Do you observe that young officer sitting on a ration-box at his dug-out door, with his head tied up in a bandage? That is Second Lieutenant Lochgair, whom I hope to make better known to you in time. He is a chieftain of high renown in his own inaccessible but extensive fastness; but out here, where every man stands on his own legs, and not his grandfather’s, he is known simply as “Othello.” This is due to the fact that Major Kemp once likened him to the earnest young actor of tradition, who blacked himself all over to ensure proficiency in the playing of that part. For he is above all things an enthusiast in his profession. Last night he volunteered to go out and “listen” for a suspected mine some fifty yards from the German trenches. He set out as soon as darkness fell, taking with him a biscuit-tin full of water. A circular from Headquarters—one of those circulars which no one but Othello would have treated with proper reverence—had suggested this device. The idea was that, since liquids convey sound better than air, the listener should place his tin of water on the ground, lie down beside it, immerse one ear therein, and so draw secrets from the earth. Othello failed to locate the mine, but kept his head in the biscuit-tin long enough to contract a severe attack of earache.

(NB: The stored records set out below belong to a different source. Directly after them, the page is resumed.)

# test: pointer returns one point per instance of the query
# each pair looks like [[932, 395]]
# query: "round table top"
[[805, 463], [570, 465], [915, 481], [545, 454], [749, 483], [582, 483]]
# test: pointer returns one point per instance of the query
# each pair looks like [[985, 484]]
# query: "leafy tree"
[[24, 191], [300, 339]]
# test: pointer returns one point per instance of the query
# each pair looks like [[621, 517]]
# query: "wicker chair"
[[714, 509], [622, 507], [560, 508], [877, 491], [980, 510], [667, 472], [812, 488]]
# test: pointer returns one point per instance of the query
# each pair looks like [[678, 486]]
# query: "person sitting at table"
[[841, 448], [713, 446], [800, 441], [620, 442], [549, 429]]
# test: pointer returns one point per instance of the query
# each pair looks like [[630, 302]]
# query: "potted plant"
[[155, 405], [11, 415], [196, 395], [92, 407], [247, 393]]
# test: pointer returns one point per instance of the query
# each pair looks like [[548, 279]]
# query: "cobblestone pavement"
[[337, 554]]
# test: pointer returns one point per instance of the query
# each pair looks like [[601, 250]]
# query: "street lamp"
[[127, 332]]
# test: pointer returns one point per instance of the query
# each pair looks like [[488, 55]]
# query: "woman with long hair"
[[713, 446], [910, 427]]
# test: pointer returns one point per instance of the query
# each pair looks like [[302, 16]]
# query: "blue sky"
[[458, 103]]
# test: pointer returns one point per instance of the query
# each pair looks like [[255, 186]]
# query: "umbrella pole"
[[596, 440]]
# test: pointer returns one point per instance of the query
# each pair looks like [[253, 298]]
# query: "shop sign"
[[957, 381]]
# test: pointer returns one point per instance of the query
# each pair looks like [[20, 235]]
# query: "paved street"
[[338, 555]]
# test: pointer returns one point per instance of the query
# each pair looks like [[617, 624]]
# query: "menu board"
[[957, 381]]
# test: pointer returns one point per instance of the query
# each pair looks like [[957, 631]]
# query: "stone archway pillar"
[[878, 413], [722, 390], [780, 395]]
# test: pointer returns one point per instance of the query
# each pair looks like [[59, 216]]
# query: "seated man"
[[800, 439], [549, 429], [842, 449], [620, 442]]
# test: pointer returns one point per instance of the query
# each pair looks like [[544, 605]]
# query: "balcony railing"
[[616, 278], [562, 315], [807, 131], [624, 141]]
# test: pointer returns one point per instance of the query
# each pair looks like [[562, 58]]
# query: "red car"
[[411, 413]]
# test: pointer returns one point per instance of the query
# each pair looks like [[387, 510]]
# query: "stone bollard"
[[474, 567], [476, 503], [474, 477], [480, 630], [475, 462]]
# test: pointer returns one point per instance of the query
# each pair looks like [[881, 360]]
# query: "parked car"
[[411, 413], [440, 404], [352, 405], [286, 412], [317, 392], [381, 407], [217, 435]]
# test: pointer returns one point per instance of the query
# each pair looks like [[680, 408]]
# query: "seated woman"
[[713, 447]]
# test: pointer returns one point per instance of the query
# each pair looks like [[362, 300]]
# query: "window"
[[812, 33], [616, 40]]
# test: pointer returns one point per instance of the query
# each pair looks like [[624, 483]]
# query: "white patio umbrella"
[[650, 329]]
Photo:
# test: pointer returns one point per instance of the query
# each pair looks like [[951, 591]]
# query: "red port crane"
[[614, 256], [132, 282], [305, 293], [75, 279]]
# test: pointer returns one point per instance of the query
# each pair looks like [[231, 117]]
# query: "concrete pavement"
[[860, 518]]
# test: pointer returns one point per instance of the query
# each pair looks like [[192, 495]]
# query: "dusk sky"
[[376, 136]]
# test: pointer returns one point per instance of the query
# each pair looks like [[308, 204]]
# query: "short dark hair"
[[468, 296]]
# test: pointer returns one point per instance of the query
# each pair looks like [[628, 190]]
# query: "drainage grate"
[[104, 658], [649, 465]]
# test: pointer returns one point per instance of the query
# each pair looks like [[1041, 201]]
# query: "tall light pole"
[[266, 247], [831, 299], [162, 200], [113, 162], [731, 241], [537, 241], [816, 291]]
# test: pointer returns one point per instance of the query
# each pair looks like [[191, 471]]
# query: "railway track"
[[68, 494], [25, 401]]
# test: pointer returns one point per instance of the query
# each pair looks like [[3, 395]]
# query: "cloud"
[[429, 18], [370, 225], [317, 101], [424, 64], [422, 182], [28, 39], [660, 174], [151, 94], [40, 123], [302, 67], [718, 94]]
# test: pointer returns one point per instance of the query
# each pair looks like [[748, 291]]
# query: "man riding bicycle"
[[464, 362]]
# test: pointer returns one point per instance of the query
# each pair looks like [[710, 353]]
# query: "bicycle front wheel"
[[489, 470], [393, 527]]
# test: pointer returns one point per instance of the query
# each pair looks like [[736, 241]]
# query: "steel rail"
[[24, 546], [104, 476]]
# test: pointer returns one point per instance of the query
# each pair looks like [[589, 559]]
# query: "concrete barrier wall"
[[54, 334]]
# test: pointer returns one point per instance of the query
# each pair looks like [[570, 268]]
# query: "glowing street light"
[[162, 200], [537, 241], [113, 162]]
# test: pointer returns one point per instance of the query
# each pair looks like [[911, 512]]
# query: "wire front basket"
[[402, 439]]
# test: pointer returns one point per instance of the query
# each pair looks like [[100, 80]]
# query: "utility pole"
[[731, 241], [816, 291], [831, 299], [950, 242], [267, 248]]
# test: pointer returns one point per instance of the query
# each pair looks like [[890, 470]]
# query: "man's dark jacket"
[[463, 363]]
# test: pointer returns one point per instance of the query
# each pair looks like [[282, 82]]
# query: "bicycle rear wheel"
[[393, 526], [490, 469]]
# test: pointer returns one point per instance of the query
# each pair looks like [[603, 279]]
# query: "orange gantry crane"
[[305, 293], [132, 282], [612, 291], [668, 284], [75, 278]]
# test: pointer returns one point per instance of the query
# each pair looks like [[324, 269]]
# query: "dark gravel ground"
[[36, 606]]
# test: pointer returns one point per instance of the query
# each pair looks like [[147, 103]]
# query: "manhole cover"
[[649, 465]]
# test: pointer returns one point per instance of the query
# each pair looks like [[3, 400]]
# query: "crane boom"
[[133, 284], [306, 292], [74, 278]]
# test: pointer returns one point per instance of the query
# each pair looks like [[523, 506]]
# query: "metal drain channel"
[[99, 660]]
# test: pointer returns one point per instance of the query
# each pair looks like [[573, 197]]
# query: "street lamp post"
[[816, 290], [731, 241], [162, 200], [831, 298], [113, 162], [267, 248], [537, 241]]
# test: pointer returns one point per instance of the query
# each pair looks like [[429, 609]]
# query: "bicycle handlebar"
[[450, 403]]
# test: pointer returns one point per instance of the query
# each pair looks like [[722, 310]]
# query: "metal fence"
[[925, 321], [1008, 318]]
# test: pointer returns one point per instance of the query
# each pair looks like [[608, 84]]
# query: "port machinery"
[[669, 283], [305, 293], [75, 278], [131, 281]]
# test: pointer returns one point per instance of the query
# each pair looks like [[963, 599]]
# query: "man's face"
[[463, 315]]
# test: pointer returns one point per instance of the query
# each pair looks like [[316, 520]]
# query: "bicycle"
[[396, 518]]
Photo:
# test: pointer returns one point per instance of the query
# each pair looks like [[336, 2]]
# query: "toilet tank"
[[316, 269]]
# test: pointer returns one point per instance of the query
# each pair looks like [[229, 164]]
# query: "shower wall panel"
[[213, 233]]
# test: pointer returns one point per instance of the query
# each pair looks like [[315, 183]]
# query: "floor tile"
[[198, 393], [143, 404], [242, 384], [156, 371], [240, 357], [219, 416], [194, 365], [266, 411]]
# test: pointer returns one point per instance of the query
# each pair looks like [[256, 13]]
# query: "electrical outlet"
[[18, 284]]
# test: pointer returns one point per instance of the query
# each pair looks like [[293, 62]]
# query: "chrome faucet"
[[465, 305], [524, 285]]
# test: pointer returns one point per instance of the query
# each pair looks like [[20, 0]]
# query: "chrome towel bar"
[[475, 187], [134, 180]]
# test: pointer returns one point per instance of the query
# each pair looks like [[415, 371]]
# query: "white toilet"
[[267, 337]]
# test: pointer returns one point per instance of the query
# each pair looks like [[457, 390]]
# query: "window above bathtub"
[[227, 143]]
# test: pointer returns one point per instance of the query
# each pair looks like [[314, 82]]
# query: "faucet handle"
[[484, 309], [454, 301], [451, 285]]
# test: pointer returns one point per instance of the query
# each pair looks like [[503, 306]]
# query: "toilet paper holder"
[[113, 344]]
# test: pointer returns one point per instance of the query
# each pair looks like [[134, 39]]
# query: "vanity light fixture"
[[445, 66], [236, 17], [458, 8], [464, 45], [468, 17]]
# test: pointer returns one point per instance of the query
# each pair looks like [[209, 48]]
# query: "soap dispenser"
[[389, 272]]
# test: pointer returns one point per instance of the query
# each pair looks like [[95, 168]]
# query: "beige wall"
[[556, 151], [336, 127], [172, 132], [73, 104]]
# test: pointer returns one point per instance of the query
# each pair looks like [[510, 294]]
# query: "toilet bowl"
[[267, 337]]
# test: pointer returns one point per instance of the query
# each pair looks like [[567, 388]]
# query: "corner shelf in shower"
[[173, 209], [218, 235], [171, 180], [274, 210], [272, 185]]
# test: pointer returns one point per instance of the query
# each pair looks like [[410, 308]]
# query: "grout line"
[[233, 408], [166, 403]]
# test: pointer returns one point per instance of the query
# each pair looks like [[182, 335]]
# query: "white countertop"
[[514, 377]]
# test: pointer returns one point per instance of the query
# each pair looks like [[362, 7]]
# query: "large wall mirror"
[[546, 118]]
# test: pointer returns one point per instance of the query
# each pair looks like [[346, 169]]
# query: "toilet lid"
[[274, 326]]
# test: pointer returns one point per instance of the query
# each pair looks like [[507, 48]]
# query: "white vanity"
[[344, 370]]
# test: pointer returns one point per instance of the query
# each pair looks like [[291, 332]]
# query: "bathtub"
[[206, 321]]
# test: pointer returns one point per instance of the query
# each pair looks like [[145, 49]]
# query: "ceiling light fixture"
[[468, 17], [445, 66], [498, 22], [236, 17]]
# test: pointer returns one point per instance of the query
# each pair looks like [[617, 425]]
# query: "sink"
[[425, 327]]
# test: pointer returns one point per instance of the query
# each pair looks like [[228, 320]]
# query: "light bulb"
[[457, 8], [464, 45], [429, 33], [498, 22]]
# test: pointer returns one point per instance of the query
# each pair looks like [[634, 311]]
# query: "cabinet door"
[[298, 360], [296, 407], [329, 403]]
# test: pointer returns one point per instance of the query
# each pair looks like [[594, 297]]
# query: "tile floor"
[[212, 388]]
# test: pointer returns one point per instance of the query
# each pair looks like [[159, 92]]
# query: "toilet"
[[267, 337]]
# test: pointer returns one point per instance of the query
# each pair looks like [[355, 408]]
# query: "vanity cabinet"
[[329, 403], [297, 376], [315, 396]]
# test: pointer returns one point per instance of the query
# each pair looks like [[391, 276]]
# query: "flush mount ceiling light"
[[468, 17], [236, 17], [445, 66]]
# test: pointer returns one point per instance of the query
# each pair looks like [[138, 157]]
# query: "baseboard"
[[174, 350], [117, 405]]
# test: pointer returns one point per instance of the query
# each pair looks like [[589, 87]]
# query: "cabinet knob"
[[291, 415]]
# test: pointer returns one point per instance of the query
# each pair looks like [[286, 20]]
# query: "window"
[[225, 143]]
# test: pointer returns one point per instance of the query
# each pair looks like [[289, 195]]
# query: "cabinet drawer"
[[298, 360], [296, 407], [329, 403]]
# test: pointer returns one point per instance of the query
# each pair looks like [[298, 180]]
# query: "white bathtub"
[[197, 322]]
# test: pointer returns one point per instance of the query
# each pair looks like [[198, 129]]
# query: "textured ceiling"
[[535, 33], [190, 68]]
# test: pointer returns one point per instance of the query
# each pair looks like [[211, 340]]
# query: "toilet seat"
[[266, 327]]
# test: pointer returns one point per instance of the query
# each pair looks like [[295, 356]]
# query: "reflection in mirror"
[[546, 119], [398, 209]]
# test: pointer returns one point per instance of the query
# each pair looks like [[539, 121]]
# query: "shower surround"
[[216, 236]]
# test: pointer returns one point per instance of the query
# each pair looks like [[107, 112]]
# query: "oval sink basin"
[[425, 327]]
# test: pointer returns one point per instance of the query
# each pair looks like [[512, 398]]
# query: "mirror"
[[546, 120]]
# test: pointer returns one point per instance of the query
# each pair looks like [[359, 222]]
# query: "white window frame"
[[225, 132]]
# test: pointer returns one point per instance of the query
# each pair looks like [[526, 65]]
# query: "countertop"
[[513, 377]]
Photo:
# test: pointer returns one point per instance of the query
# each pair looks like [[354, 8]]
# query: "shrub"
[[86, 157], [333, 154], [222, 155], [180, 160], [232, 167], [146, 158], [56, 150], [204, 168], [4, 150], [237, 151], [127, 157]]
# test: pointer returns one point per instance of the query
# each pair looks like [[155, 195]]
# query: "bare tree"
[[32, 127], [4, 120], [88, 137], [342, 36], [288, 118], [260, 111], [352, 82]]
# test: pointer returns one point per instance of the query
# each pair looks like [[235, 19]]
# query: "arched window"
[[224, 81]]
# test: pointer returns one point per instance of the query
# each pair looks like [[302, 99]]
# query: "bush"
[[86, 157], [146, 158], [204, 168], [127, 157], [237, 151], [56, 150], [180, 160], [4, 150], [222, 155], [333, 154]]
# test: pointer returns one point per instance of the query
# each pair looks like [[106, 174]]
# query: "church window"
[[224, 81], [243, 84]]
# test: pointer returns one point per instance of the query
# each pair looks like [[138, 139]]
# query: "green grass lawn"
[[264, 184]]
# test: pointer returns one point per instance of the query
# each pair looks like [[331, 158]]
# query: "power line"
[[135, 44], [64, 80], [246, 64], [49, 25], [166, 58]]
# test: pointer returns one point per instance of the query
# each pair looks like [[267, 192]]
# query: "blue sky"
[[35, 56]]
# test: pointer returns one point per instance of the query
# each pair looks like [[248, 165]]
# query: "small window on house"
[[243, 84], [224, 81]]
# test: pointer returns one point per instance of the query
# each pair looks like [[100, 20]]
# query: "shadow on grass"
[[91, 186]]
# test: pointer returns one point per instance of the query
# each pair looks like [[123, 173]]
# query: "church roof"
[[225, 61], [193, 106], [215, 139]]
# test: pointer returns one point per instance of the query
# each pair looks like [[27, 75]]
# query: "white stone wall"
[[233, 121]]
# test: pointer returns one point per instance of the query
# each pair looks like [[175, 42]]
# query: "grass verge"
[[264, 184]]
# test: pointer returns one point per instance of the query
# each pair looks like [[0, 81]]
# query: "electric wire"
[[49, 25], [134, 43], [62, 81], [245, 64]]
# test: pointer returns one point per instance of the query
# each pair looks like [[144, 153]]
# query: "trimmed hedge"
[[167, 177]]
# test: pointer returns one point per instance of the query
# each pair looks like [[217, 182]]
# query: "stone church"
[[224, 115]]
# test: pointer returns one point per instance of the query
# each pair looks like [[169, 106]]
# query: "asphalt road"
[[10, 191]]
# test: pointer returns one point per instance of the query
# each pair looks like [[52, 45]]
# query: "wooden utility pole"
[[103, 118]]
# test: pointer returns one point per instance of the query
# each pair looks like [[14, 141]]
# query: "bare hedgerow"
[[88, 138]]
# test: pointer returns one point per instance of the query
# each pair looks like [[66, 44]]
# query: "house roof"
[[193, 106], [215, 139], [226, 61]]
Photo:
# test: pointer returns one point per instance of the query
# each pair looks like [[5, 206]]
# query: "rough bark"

But he is not discouraged. At present he is meditating a design for painting himself grass-green and climbing a tree—thence to take a comprehensive and unobserved survey of the enemy’s dispositions. He will do it, too, if he gets a chance!
The machine-gunners, also, contrive to chase monotony by methods of their own. Listen to Ayling, concocting his diurnal scheme of frightfulness with a colleague. Unrolled upon his knee is a large-scale map.
“I think we might touch up those cross-roads to-night,” he says, laying the point of his dividers upon a spot situated some hundreds of yards in rear of the German trenches.
“I expect they’ll have lots of transport there about ration-time—eh?”
“Sound scheme,” assents his coadjutor, a bloodthirsty stripling named Ainslie. “Got the bearings?”
“Hand me that protractor. Seventy-one, nineteen, true. That comes to”—Ayling performs a mental calculation—“almost exactly eighty-five, magnetic. We’ll go out about nine, with two guns, to the corner of this dry ditch here—the range is two thousand five hundred, exactly”—
“Our lightning calculator!” murmurs his admiring colleague. “No elastic up the sleeve, or anything! All done by simple ledger-de-mang? Proceed!”
—“And loose off a belt or two. What say?”
“Application forwarded, and strongly recommended,” announced Ainslie. He examined the map. “Cross-roads—eh? That means at least one estaminet. One estaminet, with Bosches inside, complete! Think of our little bullets all popping in through the open door, five hundred a minute! Think of the rush to crawl under the counter! It might be a Headquarters? We might get Von Kluck or Rupy of Bavaria, splitting a half litre together. We shall earn Military Crosses over this, my boy,” concluded the imaginative youth. “Wow, wow!”